Не твоё собачье дело!

Арина Царенко
-Не твоё собачье дело, сука!
Опять прозвучала эта фраза. Зло. Грубо. Отрывисто.
Марта и не спорила. Она хорошо знала своё место в семье. Не мешать. Не раздражать. Молча  ждать. Только, ждать чего? Ответной любви? Такой же преданной, как и её любовь к ним обоим: к Ней и к Нему?

Скандал разрастался. В утренней тиши двухкомнатной квартиры взвивался вверх, переходя на всхлипывающий, надрывный визг, голос ЕЁ. Глухо, презрительно спокойно обрывал эти истеричные тирады голос Его.
-Это я - сука? – взывала Она, - Это ты – предатель. Ты говорил, что уезжаешь по делам, а сам уматывал к другой бабе.

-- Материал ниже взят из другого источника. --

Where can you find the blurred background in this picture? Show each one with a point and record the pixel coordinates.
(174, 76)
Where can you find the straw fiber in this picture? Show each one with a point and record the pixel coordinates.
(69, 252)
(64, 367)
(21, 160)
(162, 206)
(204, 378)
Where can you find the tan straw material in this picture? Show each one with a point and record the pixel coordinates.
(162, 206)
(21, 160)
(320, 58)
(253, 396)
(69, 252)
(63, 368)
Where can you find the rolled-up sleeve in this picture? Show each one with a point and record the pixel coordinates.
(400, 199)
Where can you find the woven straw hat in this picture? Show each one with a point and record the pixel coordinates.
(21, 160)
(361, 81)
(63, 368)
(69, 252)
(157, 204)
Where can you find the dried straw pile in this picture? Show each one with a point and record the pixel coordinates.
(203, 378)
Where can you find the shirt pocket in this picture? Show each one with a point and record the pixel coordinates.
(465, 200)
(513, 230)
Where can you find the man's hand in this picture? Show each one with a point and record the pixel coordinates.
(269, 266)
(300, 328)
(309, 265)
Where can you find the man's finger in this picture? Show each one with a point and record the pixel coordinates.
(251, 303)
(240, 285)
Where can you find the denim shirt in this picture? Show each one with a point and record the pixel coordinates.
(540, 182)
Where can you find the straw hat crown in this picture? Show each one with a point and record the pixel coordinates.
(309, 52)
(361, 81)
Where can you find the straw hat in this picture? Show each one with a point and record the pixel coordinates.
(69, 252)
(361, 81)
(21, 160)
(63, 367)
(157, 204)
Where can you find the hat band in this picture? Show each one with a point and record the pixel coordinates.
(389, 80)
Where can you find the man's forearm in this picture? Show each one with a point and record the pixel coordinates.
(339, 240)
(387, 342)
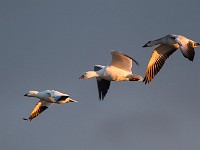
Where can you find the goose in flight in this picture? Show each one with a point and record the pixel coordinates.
(168, 45)
(47, 98)
(118, 70)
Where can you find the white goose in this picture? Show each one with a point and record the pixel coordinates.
(168, 45)
(47, 98)
(118, 70)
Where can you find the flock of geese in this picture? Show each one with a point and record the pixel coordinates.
(120, 69)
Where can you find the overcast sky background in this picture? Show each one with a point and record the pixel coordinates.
(49, 44)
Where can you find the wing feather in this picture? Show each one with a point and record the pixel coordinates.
(122, 61)
(157, 60)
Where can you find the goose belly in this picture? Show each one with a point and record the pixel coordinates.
(115, 74)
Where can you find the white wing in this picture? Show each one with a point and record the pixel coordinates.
(157, 60)
(122, 61)
(103, 85)
(186, 47)
(38, 109)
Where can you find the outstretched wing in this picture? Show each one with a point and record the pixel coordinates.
(122, 61)
(103, 85)
(38, 109)
(157, 60)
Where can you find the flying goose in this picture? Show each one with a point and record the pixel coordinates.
(168, 45)
(47, 98)
(118, 70)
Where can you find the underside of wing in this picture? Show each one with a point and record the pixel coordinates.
(38, 109)
(157, 60)
(188, 51)
(122, 61)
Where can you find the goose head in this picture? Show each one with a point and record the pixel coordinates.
(31, 93)
(149, 44)
(89, 74)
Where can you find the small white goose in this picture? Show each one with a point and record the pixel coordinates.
(168, 45)
(47, 98)
(118, 70)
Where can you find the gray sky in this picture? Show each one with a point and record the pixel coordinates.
(49, 44)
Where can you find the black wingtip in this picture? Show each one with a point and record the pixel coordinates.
(144, 45)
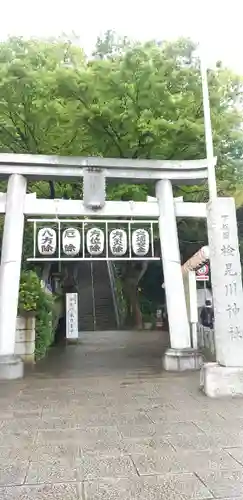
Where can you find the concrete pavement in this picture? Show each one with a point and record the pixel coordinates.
(100, 421)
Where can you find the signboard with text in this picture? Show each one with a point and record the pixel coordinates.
(202, 273)
(71, 315)
(226, 281)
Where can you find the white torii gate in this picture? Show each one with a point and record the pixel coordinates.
(223, 243)
(94, 171)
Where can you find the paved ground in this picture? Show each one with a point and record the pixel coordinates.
(99, 421)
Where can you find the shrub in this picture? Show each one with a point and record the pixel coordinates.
(34, 299)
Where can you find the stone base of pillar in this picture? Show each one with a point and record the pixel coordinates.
(218, 381)
(180, 360)
(11, 368)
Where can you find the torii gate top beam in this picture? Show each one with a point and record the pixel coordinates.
(39, 167)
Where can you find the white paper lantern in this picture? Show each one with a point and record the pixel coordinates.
(140, 242)
(47, 241)
(71, 241)
(118, 242)
(95, 240)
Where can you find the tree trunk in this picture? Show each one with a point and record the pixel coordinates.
(131, 278)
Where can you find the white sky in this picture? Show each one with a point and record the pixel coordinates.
(216, 23)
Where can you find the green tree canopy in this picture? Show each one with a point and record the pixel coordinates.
(130, 100)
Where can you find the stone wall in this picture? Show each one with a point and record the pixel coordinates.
(206, 342)
(25, 339)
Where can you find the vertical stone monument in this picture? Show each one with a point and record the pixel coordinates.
(225, 377)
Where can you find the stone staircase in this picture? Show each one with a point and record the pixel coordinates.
(96, 307)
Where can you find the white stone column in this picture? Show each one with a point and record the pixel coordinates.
(11, 257)
(181, 356)
(226, 376)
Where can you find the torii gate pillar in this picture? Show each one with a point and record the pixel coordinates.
(11, 367)
(180, 356)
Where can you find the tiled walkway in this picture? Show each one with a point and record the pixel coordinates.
(99, 421)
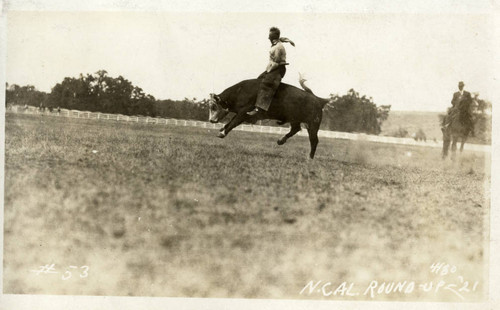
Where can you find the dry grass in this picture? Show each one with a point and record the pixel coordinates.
(174, 211)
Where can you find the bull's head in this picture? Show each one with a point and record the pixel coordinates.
(216, 111)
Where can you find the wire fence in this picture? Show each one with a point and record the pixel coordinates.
(244, 127)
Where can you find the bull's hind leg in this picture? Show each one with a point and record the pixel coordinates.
(462, 142)
(453, 148)
(295, 127)
(446, 143)
(235, 121)
(313, 138)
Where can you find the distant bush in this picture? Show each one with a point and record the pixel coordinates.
(352, 113)
(24, 95)
(400, 133)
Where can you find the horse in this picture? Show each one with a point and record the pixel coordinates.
(459, 126)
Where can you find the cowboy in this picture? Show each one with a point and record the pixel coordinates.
(458, 97)
(275, 71)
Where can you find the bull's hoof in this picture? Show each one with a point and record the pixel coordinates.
(221, 135)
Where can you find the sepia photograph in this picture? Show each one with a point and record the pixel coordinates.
(229, 152)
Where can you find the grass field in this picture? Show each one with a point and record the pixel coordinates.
(174, 211)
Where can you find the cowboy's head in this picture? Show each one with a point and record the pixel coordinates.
(274, 34)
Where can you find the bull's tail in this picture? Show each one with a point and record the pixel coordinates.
(302, 82)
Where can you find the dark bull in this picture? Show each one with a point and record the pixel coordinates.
(290, 105)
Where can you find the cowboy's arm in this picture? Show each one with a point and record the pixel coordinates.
(276, 58)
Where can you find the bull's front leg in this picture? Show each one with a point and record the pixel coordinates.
(234, 122)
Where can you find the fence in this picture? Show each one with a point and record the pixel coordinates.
(250, 128)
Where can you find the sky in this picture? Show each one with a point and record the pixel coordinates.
(411, 61)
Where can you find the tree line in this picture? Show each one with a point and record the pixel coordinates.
(100, 92)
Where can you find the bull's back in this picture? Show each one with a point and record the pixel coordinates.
(290, 103)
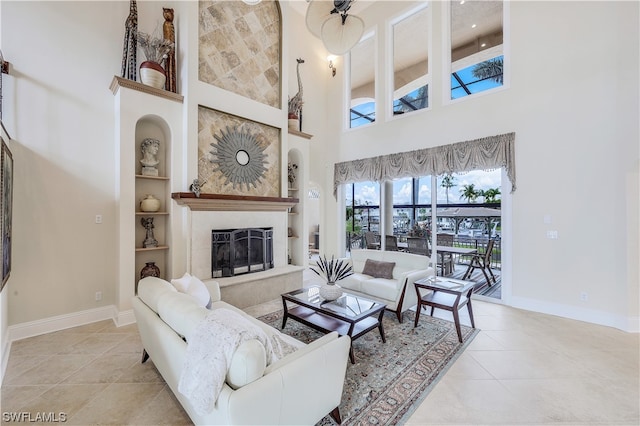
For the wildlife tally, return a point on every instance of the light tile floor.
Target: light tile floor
(522, 368)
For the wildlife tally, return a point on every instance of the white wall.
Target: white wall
(573, 104)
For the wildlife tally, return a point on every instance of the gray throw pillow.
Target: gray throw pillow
(379, 269)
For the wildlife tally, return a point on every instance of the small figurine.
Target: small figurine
(149, 240)
(196, 187)
(150, 148)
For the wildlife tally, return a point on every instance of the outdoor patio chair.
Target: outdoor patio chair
(372, 240)
(447, 259)
(391, 243)
(417, 245)
(481, 261)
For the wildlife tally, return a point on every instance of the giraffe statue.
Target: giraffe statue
(130, 48)
(295, 103)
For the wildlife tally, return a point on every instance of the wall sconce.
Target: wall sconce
(331, 66)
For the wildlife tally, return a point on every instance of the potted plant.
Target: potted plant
(155, 50)
(332, 271)
(291, 174)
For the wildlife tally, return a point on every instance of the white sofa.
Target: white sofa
(300, 388)
(398, 292)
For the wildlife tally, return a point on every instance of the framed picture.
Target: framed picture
(6, 205)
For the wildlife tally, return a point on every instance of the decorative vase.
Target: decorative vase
(152, 74)
(150, 270)
(330, 291)
(150, 204)
(294, 122)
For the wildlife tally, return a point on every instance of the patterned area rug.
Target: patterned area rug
(390, 379)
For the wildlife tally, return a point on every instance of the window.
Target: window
(410, 62)
(362, 201)
(362, 109)
(477, 48)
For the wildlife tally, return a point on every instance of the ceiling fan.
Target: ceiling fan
(329, 21)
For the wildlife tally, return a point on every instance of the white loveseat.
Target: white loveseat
(397, 292)
(300, 388)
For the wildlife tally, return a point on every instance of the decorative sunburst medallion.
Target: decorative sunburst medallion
(239, 157)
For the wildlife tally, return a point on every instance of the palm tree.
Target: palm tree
(469, 192)
(490, 195)
(447, 183)
(489, 69)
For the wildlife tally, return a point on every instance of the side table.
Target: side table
(445, 293)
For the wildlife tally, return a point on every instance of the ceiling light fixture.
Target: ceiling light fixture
(330, 22)
(332, 67)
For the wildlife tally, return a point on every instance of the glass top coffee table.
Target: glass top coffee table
(349, 315)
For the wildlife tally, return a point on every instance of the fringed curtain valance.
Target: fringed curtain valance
(479, 154)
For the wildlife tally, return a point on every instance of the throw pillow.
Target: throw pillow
(379, 269)
(182, 284)
(191, 285)
(198, 290)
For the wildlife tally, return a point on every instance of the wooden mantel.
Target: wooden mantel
(223, 202)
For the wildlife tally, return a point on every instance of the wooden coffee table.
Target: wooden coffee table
(349, 315)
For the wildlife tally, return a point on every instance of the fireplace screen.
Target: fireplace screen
(241, 251)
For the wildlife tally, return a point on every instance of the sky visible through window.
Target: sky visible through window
(363, 114)
(368, 193)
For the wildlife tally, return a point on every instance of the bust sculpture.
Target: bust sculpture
(149, 241)
(150, 148)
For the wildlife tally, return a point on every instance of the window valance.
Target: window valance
(479, 154)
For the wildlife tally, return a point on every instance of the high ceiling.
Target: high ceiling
(471, 20)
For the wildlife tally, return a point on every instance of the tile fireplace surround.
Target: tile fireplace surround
(247, 289)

Кобель!
-Это ты развлекалась со своим любовником здесь, вот на этой, и, заметь, на нашей постели! – гремел Он.
 
Марта не могла вмешаться. После того, как оба этих человека рявкнули на неё однажды, усилив каждый пинками свои требования, чтобы заткнулась, она перестала пытаться примирить их. Нет, пинки мимоходом ногами в комнатных тапках, были не сильными и даже не болезненными для обросшего кудлатой шерстью собачьего тела. Пинки были обидными, как бывает обидным предательство человеческое, равнодушное.

Марта вздохнула, поёрзав пятнистым обвисшим брюхом по мягкой подстилке, устроилась поудобнее. Чего ещё ей надо на старости лет? Её место в квартире было тёплым и уютным. Казалось, лежи, отдыхай, наслаждайся вкусным питанием. Но, не было уже семьи в этом жилье, как и не было уюта от раздирающих душу скандалов и выяснений-обвинений, казалось всё ещё родных для Марты людей. Ненависть накрыла с головой Её и Его. Тяжко…
 
Лёжа в укромном, затемнённом углу прихожей, Марта, положив широкую морду на лапы, тоскливо прикрыла глаза. Собачья память вернула в солнечный денёк, далёкий, светлый, радостный.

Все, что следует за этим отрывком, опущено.